Suggestions Freehand Drawing Pad?

TXFB.INS

Member
Got a niece that is FANATIC about drawing, draws daily and is always asking design questions.
She is currently focusing on very detailed recreation, example she will take an eye and get EVERY detail, blood vessel etc. with a pencil drawing

She is to the age, Junior HS, that she is considering careers and what they entail.

She does not like us mouse / cursor for her designs / drawing.
What drawing tablets / pens / equipment / tools do y'all suggest?

Thanks
 

Bobby H

Member
For drawing directly onto a screen? An iPad Pro with an Apple Pencil is going to be the best value. Wacom mobile tablet computers are good but really expensive (especially for the guts inside you get for the money). Battery life for the iPad is a lot better than a typical notebook. The Apple Pencil works great. There is a fairly wide variety of iPad-based graphics applications. Adobe has several (Fresco, Photoshop, Illustrator, etc). Procreate is an awesome painting app that costs only a few bucks in the App store. Vectornator can be had for free. Affinity Designer has an iPad version as well as versions for Windows and OSX.
 
I'm a huge fanatic for Wacoms. Intuos 3, 12wx, 21UX, 27QHD, Cintiq Companion (this was the one thing that would have really put a stop to my switching to Linux if this didn't have good support, it is that much of a necessity (thankfully, not only does Wacom have some devs dedicated to the linux version, it is actually baked into some of the distros (my version is Ubuntu Studio, but I digress)).

They are not cheap, they are designed for professional use. I know quite a few that like the Huion, they have improved since they started that's for sure. But I have no direct experience with them.

What are actually the parameters? Whats more important? Screen real estate, pressure sensitivity, portability etc.
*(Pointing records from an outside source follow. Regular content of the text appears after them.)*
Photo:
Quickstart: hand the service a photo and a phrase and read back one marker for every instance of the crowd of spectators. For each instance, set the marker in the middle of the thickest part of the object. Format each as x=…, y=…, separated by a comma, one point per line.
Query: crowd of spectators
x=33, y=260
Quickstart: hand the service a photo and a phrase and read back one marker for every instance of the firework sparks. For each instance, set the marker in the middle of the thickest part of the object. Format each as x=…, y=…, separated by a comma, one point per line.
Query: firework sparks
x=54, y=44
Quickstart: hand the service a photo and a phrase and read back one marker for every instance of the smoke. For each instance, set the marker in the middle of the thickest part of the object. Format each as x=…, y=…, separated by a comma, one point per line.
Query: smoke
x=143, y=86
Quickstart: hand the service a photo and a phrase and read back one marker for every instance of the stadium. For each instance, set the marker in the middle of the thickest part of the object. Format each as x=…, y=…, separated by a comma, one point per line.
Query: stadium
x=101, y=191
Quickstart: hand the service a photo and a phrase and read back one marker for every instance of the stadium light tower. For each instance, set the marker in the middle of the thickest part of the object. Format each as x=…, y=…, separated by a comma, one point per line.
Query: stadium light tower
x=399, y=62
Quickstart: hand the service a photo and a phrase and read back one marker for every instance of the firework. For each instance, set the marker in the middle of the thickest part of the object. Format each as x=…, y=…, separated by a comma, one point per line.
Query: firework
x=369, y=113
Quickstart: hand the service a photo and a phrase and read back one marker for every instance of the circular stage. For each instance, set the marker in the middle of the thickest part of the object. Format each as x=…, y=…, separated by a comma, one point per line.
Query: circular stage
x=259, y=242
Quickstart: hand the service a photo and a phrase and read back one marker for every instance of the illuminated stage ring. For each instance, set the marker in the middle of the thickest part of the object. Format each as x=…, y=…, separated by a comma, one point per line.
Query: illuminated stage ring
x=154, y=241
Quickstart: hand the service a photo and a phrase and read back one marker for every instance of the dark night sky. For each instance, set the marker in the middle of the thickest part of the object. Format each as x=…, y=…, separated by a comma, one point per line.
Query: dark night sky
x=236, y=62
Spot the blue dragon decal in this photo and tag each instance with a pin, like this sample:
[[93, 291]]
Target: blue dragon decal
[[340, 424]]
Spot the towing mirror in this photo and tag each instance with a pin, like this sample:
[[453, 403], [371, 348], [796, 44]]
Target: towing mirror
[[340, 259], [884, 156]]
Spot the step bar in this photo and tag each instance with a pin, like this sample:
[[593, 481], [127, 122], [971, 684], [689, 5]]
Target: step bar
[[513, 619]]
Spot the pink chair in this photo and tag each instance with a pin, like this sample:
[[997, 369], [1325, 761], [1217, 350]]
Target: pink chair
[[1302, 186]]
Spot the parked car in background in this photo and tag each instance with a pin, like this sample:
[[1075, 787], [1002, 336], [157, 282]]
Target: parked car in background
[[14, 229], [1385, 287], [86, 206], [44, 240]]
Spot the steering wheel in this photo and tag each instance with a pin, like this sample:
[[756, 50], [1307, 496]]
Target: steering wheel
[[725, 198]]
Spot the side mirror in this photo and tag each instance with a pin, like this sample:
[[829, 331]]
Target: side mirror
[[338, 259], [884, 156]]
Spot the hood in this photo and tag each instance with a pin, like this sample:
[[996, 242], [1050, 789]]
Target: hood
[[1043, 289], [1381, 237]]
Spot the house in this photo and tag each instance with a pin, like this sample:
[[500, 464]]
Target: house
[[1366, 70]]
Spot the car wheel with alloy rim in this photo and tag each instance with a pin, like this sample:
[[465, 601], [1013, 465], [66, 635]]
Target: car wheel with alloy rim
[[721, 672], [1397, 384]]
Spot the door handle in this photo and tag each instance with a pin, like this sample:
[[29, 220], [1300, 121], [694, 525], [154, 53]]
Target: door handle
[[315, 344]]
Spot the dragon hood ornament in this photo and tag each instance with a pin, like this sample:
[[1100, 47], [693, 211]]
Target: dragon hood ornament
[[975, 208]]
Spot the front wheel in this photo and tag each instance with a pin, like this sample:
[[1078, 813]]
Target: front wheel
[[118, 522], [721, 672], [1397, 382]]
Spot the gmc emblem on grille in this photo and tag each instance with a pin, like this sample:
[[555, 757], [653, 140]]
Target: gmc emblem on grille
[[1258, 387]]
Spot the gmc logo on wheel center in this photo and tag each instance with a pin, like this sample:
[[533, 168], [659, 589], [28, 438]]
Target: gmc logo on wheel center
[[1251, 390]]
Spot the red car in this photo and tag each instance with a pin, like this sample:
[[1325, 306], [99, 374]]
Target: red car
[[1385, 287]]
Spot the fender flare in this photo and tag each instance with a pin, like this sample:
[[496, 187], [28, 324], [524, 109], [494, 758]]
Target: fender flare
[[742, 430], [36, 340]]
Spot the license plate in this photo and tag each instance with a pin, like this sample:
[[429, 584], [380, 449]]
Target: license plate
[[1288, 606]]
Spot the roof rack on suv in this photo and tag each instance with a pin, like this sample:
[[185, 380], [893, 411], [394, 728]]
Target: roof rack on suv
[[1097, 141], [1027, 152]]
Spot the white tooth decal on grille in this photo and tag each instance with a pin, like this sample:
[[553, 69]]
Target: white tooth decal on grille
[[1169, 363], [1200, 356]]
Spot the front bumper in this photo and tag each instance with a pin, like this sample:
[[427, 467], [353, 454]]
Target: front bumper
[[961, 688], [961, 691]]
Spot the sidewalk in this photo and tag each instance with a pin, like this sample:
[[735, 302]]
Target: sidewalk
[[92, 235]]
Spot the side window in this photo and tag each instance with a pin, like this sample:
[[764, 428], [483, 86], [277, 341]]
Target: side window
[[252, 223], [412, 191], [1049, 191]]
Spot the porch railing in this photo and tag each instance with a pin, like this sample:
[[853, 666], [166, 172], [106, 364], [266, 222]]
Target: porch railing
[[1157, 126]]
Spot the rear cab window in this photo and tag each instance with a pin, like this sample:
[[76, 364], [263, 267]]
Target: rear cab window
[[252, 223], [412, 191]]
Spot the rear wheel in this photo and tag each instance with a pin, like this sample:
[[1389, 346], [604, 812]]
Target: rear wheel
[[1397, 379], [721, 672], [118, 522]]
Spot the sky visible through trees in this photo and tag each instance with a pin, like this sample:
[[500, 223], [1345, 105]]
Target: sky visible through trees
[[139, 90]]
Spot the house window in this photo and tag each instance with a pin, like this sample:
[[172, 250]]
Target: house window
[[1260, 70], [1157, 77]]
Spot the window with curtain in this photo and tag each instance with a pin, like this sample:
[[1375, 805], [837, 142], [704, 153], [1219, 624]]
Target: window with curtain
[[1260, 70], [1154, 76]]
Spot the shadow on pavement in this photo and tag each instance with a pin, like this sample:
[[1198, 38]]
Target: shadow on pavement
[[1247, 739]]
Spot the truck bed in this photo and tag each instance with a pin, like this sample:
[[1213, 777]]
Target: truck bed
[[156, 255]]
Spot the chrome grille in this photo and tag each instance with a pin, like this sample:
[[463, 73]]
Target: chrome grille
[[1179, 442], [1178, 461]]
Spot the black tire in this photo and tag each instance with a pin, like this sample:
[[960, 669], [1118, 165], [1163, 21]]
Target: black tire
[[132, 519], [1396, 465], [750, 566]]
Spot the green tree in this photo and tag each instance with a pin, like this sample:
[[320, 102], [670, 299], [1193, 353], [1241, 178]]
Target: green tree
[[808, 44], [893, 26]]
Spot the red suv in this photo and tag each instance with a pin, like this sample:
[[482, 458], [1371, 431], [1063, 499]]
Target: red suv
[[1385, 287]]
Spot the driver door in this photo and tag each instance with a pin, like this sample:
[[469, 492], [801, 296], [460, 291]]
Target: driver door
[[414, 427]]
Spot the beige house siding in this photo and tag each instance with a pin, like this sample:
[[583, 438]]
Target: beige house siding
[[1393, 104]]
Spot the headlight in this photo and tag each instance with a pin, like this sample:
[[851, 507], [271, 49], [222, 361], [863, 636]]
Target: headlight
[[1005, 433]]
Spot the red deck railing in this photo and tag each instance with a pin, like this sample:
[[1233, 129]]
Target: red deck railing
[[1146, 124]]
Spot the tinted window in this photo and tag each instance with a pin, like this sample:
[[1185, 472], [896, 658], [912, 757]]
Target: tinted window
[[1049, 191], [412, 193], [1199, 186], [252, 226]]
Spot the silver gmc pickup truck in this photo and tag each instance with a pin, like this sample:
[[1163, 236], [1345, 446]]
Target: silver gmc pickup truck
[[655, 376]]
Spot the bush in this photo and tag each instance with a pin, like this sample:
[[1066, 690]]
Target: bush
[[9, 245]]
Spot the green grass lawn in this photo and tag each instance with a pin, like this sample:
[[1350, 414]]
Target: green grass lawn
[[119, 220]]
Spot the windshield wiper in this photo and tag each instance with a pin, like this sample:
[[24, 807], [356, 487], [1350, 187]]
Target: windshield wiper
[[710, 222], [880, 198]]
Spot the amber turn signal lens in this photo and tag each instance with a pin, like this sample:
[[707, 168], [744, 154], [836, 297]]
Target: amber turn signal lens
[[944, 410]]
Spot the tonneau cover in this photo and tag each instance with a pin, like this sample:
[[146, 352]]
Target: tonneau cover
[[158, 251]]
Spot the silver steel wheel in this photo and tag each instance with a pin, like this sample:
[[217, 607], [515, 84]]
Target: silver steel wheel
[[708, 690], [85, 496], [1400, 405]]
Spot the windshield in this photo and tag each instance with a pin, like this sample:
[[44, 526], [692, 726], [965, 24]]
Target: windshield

While your small tablets have their place, I prefer what a cintiq (and the like) can give me. When I go portable, I have a Wacom pen that can digitally capture what I draw and I can upload that to my computer (I told y'all that I like Wacom products right?) later. But I know the younger kids like the smaller stuff, so that may be the way to go. All just depends on what's more important.
 

Humble PM

New Member
Recently tried using an ipad with a pen, but kept getting frustrated by the lack of modifier keys—too used to using a wacom with my left hand resting over the keyboard. Then tried it using sidecar, and suddenly on the mac screen, had all the palletes I wanted, as well as the modifier keys. Was rather taken by the combination. Didn't test all the useful pressure settings / pen tilt that I'm used to with the wacom, but it was rather fun.

I'm a big fan of small cheap wacom tablets, only time I ever used a large one, an A3 I think, for retouching, I felt like I was doing upper body aerobics.
 
Might as well go straight to the pro stuff.
depositphotos_203898346-stock-photo-sketchbook-pencil-notepad.jpg
 
For drawing directly onto a screen? An iPad Pro with an Apple Pencil is going to be the best value. Wacom mobile tablet computers are good but really expensive (especially for the guts inside you get for the money). Battery life for the iPad is a lot better than a typical notebook. The Apple Pencil works great. There is a fairly wide variety of iPad-based graphics applications. Adobe has several (Fresco, Photoshop, Illustrator, etc). Procreate is an awesome painting app that costs only a few bucks in the App store. Vectornator can be had for free. Affinity Designer has an iPad version as well as versions for Windows and OSX.
This is the future, folks. I have tried teaching my junior high daughter, who is very artistic, Adobe software on the PC. It’s a real struggle. Get her on a iPad or cell phone and she’s a wiz.
 

rjssigns

Active Member
Some of my students are using Procreate with an iPad/stylus. Photoshop and design classes on campus have moved away from Cintiq as of a couple years ago. Everything is iPad/stylus. Powerful and budget friendly. YMMV.
 

Bobby H

Member
Zendavor Signs said:
This is the future, folks. I have tried teaching my junior high daughter, who is very artistic, Adobe software on the PC. It’s a real struggle. Get her on a iPad or cell phone and she’s a wiz.

I use multiple platforms in my work setup. Some design tasks are best done on a full fledged desktop PC with multiple monitors. I'll use a notebook PC for more light weight jobs. I use my iPad Pro for more specialized purposes, particularly tasks where I need to sketch, draw or paint something directly on the screen. The iPad is great for that. IMHO the iPad and applications available for it are not developed far enough for the platform to work as a complete replacement for a traditional desktop or notebook PC setup for graphic design. Too many features are missing in too many applications.